Mom: There were also some smaller computers in the accounting department. I remember when we first put the payroll on computer that we would have to punch all the information that we wanted onto what were called key punch cards which were cardboard cards which were maybe three inches by six inches. Anything that you wanted to go into the computer would first have to go onto these key punch cards. So, there were people who sat as key punch operators all day who punched information onto these cards which would then be stacked up and put on the computer. Then, someone would have to program the computer to take this information and organize it into a usable form.

Uncle Murph: The next machine was actually a solid state machine, the 705, and it employed magnetic tape. That was, as I said earlier, that was a relief to me. When they say "What was your impression of the first computer?" I say "Relief!" because instead of handling 19 million cards, Hollerith IBM cards, with the punched holes in them, the stuff you saved the confetti for the football games, instead of handling all those cards, we didn't have to handle them anymore. We could just read them and write them to tape. Once we had them on tape and we had the right software, we could sort the tape.

Mom: To program the computer, you would have a circuit board. The circuit board would have wires on it and you would physically have to move the wires on the circuit board to different positions. Suppose you had a payroll to go out, then the circuit board would have a certain position. If you were doing inventory, the circuit board would have a different position. So, the people in the company were just learning how to program the circuit boards.

Uncle Murph: I think the first sort we did was on about 80,000 records and they were accounting type records. It probably took about an hour and fifty minutes for 80,000 records. Ridiculous, I mean once you got over 100,000 forget about it. But, a couple years later, some guys at MIT and IBM worked out a way to read backwards.

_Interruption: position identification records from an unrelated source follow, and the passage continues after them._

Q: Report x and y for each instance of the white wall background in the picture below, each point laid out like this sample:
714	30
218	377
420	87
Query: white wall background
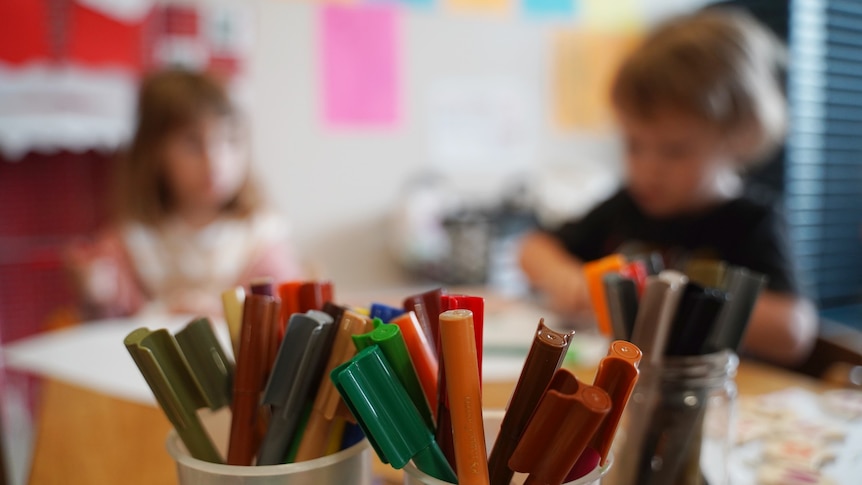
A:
338	188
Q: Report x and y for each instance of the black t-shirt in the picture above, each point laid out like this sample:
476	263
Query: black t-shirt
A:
746	232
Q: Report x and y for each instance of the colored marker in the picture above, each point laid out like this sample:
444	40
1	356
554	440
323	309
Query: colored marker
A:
232	302
565	420
545	357
249	379
422	354
617	375
387	415
328	406
388	337
594	272
300	363
458	346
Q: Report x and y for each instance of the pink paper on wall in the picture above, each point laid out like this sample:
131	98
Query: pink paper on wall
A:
359	62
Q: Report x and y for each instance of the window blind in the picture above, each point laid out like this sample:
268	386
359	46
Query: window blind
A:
823	166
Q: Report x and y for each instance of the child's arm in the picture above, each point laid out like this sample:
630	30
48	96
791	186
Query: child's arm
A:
554	272
783	328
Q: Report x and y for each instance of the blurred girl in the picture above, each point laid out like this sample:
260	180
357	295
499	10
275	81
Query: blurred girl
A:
189	221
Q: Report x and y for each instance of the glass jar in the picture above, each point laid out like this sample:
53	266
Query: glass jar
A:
680	422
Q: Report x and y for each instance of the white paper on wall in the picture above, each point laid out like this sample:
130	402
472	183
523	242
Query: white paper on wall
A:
483	125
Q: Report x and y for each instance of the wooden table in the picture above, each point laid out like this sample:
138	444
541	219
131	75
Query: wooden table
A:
89	438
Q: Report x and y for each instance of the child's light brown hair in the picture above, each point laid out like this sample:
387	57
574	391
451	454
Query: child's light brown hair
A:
719	65
168	101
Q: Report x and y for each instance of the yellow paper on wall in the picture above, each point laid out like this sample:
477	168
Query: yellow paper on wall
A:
613	15
584	64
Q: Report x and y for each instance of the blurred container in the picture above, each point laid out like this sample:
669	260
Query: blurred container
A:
680	422
350	467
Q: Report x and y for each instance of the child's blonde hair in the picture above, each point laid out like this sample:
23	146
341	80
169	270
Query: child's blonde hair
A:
168	101
719	65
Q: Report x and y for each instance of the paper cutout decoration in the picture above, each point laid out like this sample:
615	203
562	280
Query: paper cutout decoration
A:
96	39
487	6
24	31
359	64
584	65
614	16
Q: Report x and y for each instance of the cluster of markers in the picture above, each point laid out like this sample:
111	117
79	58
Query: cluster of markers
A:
702	309
312	377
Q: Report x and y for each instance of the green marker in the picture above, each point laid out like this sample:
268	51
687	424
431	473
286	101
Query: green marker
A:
388	337
387	415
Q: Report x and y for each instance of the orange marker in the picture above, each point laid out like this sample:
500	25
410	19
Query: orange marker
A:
594	273
289	294
458	345
617	375
422	354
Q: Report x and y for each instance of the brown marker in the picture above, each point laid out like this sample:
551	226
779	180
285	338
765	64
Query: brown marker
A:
565	421
545	357
617	375
250	379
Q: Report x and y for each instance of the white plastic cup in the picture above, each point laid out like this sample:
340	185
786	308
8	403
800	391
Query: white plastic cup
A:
492	419
351	466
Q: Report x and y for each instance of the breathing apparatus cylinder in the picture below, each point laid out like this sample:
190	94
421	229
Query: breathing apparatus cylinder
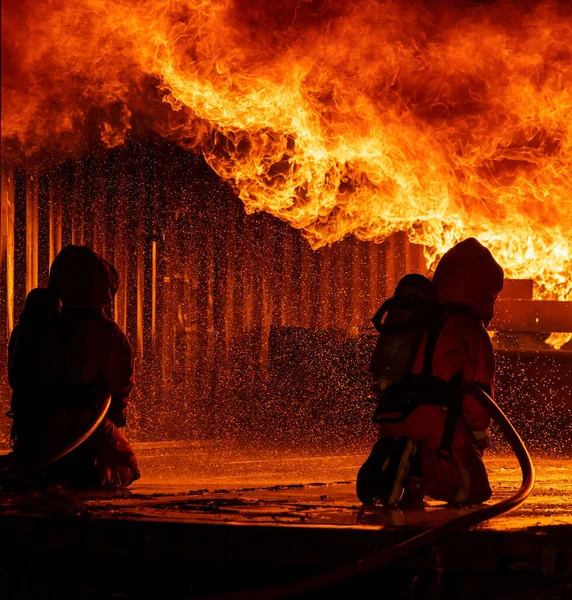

Once we could read backwards, half of the tape time was not wasted anymore, so we could read backwards on one and forwards on the other. We could do it simultaneously. Unfortunately, that's the way things stayed for almost a decade, just mag tape. Almost ten years, no improvements. We're talking late fifties to late sixties now, no improvement, everybody waiting for this thing called disk.

Computer companies found that it was expensive to produce two different lines of computers, so they set to work to develop a computer which could perform both calculations and data processing equally well.